Ребята выслушивают Гейтса молча, никто не просит слова, никто не выступает, хотя у многих есть веские аргументы в защиту своей позиции: да, действительно, интербригадовцев со стажем (не говоря уже о раненых) раньше репатриировали, но ведь их репатриируют и теперь. Да, действительно, некоторые слабаки дрогнули и, воспользовавшись своими «связями», сумели увильнуть от фронта и добиться отправки домой. Но ребята молчат, в сердцах у них смута: они понимают, какая это будет нелепость, если люди, приехавшие сюда сражаться, не щадя жизни, за свободу Испании, в трудную для страны пору вдруг струсят. Вдобавок они прекрасно понимают, что армия (даже такая подлинно демократическая армия, как наша) не может нянчиться с каждым поодиночке, что человека, который собирает вокруг себя недовольных, командование наверняка сочтет смутьяном, пусть даже его недовольство трижды оправданно. Они приехали в Испанию, потому что верили в Испанию, верили: если не дать отпор фашизму в Испании, он докатится до Америки; они по-прежнему верят в Испанию, по-прежнему чувствуют, что, сражаясь за Испанию, они помогают остановить натиск международного фашизма; дезертируй они сейчас — им всю жизнь не избыть этого стыда, но при всем том они всего лишь люди, с людскими слабостями.
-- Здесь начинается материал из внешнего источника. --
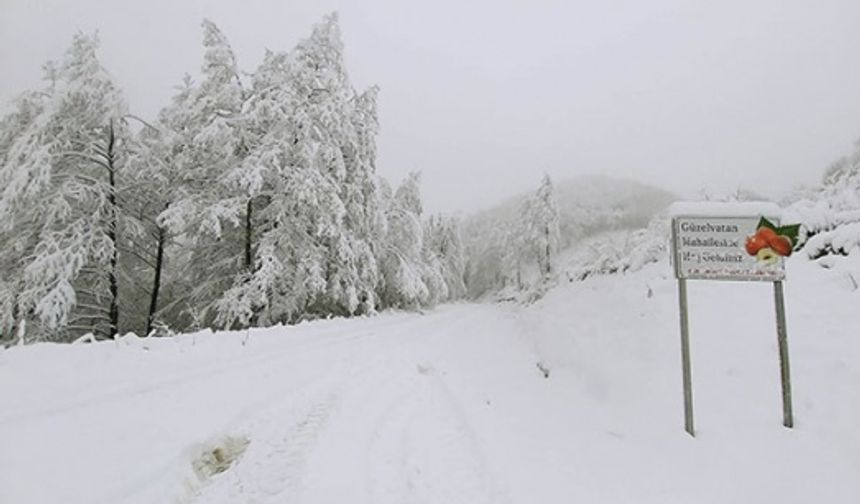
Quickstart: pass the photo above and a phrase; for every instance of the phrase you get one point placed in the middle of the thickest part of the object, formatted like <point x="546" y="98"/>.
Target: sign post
<point x="736" y="242"/>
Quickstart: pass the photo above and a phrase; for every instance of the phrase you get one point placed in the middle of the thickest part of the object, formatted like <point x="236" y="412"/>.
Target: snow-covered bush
<point x="620" y="251"/>
<point x="830" y="214"/>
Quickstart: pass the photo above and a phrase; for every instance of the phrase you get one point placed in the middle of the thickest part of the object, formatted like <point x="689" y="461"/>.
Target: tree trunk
<point x="248" y="258"/>
<point x="112" y="227"/>
<point x="548" y="266"/>
<point x="156" y="283"/>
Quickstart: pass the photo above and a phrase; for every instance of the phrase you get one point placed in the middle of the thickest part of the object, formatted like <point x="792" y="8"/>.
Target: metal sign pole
<point x="782" y="339"/>
<point x="685" y="358"/>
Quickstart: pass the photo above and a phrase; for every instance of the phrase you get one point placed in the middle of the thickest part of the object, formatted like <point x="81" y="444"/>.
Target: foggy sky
<point x="485" y="96"/>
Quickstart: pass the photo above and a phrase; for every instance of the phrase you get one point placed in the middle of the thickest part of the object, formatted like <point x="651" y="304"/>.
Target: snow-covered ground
<point x="453" y="406"/>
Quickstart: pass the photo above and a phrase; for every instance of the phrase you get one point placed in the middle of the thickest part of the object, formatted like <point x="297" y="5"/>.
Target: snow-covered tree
<point x="403" y="264"/>
<point x="207" y="211"/>
<point x="542" y="226"/>
<point x="314" y="163"/>
<point x="61" y="174"/>
<point x="444" y="246"/>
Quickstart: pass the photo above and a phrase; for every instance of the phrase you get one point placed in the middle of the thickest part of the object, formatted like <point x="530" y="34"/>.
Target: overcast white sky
<point x="484" y="96"/>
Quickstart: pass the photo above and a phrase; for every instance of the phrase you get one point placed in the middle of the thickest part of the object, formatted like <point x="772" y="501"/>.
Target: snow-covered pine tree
<point x="207" y="213"/>
<point x="63" y="170"/>
<point x="402" y="262"/>
<point x="543" y="226"/>
<point x="18" y="235"/>
<point x="443" y="241"/>
<point x="316" y="164"/>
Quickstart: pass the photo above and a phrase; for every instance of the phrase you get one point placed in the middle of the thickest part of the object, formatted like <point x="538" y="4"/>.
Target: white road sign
<point x="714" y="248"/>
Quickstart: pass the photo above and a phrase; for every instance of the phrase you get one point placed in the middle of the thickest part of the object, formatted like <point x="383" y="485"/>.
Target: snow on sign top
<point x="719" y="209"/>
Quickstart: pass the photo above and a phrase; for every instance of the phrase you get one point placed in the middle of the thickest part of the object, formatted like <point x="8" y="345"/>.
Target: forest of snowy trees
<point x="251" y="199"/>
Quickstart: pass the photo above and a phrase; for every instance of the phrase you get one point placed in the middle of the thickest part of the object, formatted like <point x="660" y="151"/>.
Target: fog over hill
<point x="586" y="206"/>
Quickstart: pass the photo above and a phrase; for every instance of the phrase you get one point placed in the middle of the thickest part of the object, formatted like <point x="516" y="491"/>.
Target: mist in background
<point x="483" y="98"/>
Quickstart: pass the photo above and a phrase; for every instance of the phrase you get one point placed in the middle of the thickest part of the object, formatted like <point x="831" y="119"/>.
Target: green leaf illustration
<point x="763" y="222"/>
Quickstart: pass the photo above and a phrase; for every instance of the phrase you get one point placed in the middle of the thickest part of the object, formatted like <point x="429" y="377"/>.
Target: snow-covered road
<point x="452" y="406"/>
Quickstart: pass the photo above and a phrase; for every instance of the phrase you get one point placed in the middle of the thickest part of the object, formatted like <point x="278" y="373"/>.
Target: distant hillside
<point x="587" y="206"/>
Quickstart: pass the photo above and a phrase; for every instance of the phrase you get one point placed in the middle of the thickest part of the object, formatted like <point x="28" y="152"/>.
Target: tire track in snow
<point x="273" y="468"/>
<point x="423" y="449"/>
<point x="328" y="338"/>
Они устали, они тоскуют по дому, они боятся. И хотя они согласны, что Гейтс в основном говорит дело, они нападают на него: зачем, мол, развел бодягу насчет отваги и героизма — личная неприязнь к комиссару мешает им отнестись к его словам непредвзято. Как всех людей со сложным характером, Гейтса любят лишь те, кто его хорошо знает, вдобавок его должность очень отдаляет людей от него. Приземистый Гейтс, как многие коротышки, старается личной храбростью и прямой осанкой возместить недостаток роста. Гейтс совсем молод, на нем лежит такая ответственность, которая была бы не по плечу и человеку куда более опытному, но, делая скидку на молодость и недостатки характера, следует признать, что Гейтс ведет большую работу, и ведет ее хорошо.